Keywords: Paganism, Lower Danube, Liber Pater, Dionysus
The Greek god Dionysus and the Roman god Liber Pater were often closlye related and even identified to each other during the Roman imperial era, yet the two gods have different origins, histories and somewhat different roles. Dionysus has been worshipped throughout the Mediterranean and his cult used to have numerous aspects. He is the god of wine, revelry, patron of agriculture and also a fertility-giving god. He is related to the theater and the world of the dead. On the other hand, the Roman Liber Pater has more limited roles, he is mostly related to the patronage of vineyards and wine, but only the profane use of wine, while the wine intended for religious needs is under the protection of Jupiter.[1] Distinguishing the two deities, if we have any right to do so, is only possible according to an inscription. In the case of votive tables and statuettes this is almost impossible, because Liber Pater has borrowed entirely the iconography of Dionysus.[2] In Lower Moesia, the cult of Liber Pater was relatively weak.
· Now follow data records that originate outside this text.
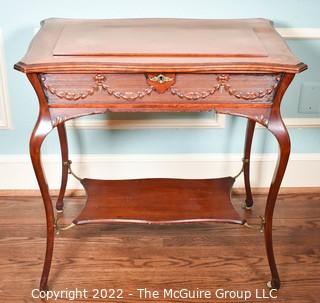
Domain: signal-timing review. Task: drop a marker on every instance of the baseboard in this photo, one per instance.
(17, 173)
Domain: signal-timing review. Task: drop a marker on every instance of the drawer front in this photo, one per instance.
(159, 88)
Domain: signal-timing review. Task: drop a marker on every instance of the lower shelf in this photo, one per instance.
(158, 201)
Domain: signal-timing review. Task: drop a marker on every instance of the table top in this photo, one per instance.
(133, 45)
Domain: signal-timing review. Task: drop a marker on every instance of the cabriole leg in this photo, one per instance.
(246, 163)
(278, 129)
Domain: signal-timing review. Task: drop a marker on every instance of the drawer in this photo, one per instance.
(159, 88)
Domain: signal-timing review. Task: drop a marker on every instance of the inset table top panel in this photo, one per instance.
(158, 45)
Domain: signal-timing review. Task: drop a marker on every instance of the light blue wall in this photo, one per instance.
(18, 19)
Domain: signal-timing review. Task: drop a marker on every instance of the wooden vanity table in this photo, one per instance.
(84, 67)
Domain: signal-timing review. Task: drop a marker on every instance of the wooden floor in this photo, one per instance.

It was mainly seen in and around major settlement centers and military camps such as Oescus, Novae, Tropaeum Traiani and Iatrus. A certain number of monuments also originates from the vicinity of Pavlikeni town. The dedicators were both civilians and military personnel, while the latter were Roman citizens from Italy or Western Europe and have been considered the agents of Romanism in the provinces of Danube.[3] Among the civilians there were also those of Eastern origin, as well as Romanized natives.[4] As a whole the situation was similar in the Balkans – the supporters of the cult were Roman soldiers, veterans as well as Romanized local population.[5] The cult of Dionysus was more widely spread in the interior of Lower Moesia. Centers of this cult have been emerged in the area of the West Pontic Greek colonies, the territory of Nicopolis ad Istrum (with Veliko Tarnovo, Pavlikeni, Butovo and Suhindol), the surroundings of Vratsa and Montana.[6]
During the Late Roman Era, Liber Pater did not play a particularly important role in the official religious propaganda of the empire. Following Diocletian’s rise to power (284-305) along with his co-rulers, Hercules as well as Mars and Sol Invictus, were brought to the fore. It was their images that dominated the rulers’ coins, while the popular in the early 3rd c., Liber Pater was not present. The god’s popularity in the first decades of the third century was due to his veneration along with Hercules as Dii patrii of the hometown of Emperor Septimius Severus (193-211) – Leptis Magna in North Africa.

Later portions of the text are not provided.